Surfas fills its 12,000 square feet with cooking and baking supplies, as well as other treats for food-minded folks. (Amy Scattergood / Los Angeles Times)

“We have a bigger line of baking supplies, more pans, more sizes — and more gadgets,” said Les Surfas on a recent morning. One of the benefits of the new location, he says, is lower rent, and he’s passed on those savings to customers by lowering prices.

Surfas is hardly new at this. His father started the company in 1937 in a downtown L.A. garage. The business moved to a series of locations in Culver City over the last 40 years, moving to the corner of National and Washington boulevards in 2005, where it stayed until last year. (An Orange County location opened in 2012 and also closed last year. There is a second Surfas store, open since 2008, in Hot Springs, Ark., where Diana is from.)

“What did the queen say? Annus horribilis. That was our 2017,” said Diana. The husband-and-wife team now runs Surfas with a staff of 14, including a barista, a baker, a cheesemonger, and chef Nancy Yuan, who runs the demo kitchen and is in charge of the classes, which started in July. (Many of the staff are veterans of the Culver City store.) Recent or upcoming classes include artisan pizza-making, a pasta workshop, a class on African vegan cooking, and a workshop on Japanese sweets. And on Sept. 27, Surfas is collaborating with L.A. Kitchen on a class focused on making healthful food on a budget.

Les says that about half of Surfas’ business is commercial kitchen equipment, and the feel of the store — as it was in the Culver City location — is still more that of a warehouse than a boutique cooking stop. Wander between the aisles and you’ll find racks filled with stock pots in myriad sizes, including giant 80-quart pots; stacks of sheet pans; white ceramic bowls and pitchers and ramekins; wooden serving boards made by an Arkansas woodworker and other items geared to caterers; sacks of flour from White Lily, the 134-year-old Southern flour company; boxes and bags of Valrhona and Callebaut chocolate; a rainbow selection of cookie decorations; fondant and the glucose and xanthan gum used in more molecular cooking; and stacks of chefs’ jackets and toques, which also come in kids’ sizes.

Surfas offers a coffee menu as well as salads, sandwiches and a cheese and cured meats counter.
Surfas offers a coffee menu as well as salads, sandwiches and a cheese and cured meats counter. (Amy Scattergood / Los Angeles Times)

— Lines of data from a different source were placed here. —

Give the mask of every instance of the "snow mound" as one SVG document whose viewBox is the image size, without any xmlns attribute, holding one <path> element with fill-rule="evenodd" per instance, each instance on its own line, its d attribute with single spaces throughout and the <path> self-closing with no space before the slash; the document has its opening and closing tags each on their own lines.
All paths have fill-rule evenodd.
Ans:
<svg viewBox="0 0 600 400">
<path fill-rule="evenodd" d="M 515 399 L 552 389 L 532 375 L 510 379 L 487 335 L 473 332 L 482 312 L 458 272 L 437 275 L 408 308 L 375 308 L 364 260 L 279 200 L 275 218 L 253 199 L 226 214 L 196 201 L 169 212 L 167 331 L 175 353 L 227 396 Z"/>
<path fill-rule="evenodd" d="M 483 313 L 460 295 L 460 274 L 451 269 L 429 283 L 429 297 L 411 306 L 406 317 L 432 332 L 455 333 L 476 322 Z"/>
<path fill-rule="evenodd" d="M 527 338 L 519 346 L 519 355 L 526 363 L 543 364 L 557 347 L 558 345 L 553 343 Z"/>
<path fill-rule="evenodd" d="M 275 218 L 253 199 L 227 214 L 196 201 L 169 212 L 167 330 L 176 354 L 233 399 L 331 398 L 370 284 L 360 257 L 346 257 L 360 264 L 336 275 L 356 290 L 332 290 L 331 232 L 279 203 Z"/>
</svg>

At the back of the shop, there’s a barista counter and cases filled with sandwiches and salads; salumi, including a giant Ibérico ham; cheeses; and pastries. Not all the pastries are made in-house yet, but the vegan desserts (chocolate mousse, panna cotta) are. There are also refrigerated and frozen cases, with items such as rendered duck fat, clotted cream and the coveted French butter beurre de baratte. And there’s a weekly knife-sharpening service, as there was in Culver City.

In short, there’s a lot of stuff. For now, you’ll have to head to Arlington Heights and shop in person, as Surfas’ online shop isn’t, well, online yet. Diana says she hopes to have it up in the next few weeks, in time for peak holiday season.

“We’re not a cookie cutter store,” says Les. “No pun intended,” he continues after a pause, remembering that among the many aisles is one devoted to cookie cutters.